Querying change data capture events with cloud data warehouses

Table of Content

Introduction
Streaming CDC events from PostgreSQL to BigQuery
Managing and querying CDC events in BigQuery
Summary

Introduction

Data is essential to every organization interested in making business decisions on real-time data. There is, however, a challenge at stake when managing change data capture (CDC) events. With CDC, every INSERT, UPDATE, or DELETE is captured from the data source. For this, we need to ensure that we have a consistent snapshot of the data source. In this article, we discuss how to manage and query CDC events by building an exemplary pipeline that streams CDC events from a PostgreSQL database to the cloud data warehouse, Google Cloud BigQuery.

What is CDC?

In data engineering, CDC means change data capture. Every insert, update, or delete in a data source is recorded, captured, and then transferred to a downstream data sink, like a cloud data warehouse (DWH).

Technically, cloud data warehouses, like Google Cloud BigQuery or Clickhouse, seem to favor CDC events because of the following:

Unlike other data systems where primary keys are used to prevent duplicates from occuring in a table, cloud DWHs do not support primary keys. This makes it possible to query transactions over a period of time.
In most cloud DWHs, tables are append-only which makes data immutable. For instance, Google Cloud BigQuery does not overwrite existing rows when inserting new data but appends new rows to existing tables. So there is nothing like a deleted or expired row.
One can use most cloud DWHs to store CDC events as changelogs, which makes it possible to take notes of all updates within a specific period of time.

These features make it possible to get a consistent view of the data source. The following defines a number of ways to implement CDC systems.

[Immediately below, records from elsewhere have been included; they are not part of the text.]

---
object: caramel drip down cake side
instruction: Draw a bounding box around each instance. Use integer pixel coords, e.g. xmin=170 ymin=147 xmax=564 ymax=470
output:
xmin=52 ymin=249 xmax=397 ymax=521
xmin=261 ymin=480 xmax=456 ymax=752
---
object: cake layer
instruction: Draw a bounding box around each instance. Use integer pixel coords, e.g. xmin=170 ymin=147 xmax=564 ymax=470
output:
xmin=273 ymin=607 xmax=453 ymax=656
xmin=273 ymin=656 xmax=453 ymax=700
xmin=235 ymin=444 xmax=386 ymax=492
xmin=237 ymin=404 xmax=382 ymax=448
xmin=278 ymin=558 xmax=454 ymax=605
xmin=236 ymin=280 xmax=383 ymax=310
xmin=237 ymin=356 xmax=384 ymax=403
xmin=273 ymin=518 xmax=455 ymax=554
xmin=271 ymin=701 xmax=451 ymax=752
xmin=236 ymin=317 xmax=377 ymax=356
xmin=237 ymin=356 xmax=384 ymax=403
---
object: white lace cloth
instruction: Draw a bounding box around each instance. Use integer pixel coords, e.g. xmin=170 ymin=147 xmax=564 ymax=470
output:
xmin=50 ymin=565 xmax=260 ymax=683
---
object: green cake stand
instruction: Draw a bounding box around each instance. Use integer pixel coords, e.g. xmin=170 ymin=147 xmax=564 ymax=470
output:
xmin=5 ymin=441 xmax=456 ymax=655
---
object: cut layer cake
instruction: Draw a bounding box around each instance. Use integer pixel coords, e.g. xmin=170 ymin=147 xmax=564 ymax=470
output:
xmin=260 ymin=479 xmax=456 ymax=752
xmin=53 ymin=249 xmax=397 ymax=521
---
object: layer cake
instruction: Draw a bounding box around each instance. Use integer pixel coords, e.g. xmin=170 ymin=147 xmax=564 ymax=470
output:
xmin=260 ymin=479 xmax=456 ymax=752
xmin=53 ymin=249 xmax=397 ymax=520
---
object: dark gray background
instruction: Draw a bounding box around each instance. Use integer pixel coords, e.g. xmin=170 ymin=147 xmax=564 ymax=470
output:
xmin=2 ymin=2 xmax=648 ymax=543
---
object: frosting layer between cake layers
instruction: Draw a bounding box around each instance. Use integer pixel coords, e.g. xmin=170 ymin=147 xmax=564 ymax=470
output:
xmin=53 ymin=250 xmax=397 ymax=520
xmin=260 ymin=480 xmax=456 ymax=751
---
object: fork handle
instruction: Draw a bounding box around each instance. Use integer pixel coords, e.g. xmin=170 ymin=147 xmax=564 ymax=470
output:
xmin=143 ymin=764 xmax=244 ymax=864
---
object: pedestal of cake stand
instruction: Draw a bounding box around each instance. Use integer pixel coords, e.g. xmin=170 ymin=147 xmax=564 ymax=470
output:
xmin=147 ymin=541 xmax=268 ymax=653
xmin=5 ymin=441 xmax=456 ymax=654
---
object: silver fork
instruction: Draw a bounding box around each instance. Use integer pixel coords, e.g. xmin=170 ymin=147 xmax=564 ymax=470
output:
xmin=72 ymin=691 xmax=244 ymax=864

Benefits of CDC for cloud data warehousing

Below are some of benefits to expect or look forward to when you decide to implement CDC based systems

Change data capture eliminates the need for bulk-uploading data into your data warehouse.
Log-based CDC prevents performance impacts on data source systems since there is no usage of the query layer for extracting data. Instead, log-based CDC consists of reading change events from the replication log of the database system.
CDC makes it possible to synchronize data systems located in different geographical areas, in real-time.

Streaming CDC events from PostgreSQL to BigQuery

In the first step, we use DataCater to build a data pipeline that streams CDC events from a PostgreSQL database to BigQuery. In the second step, we show how to query and build a consistent snapshot of the CDC events stored in BigQuery.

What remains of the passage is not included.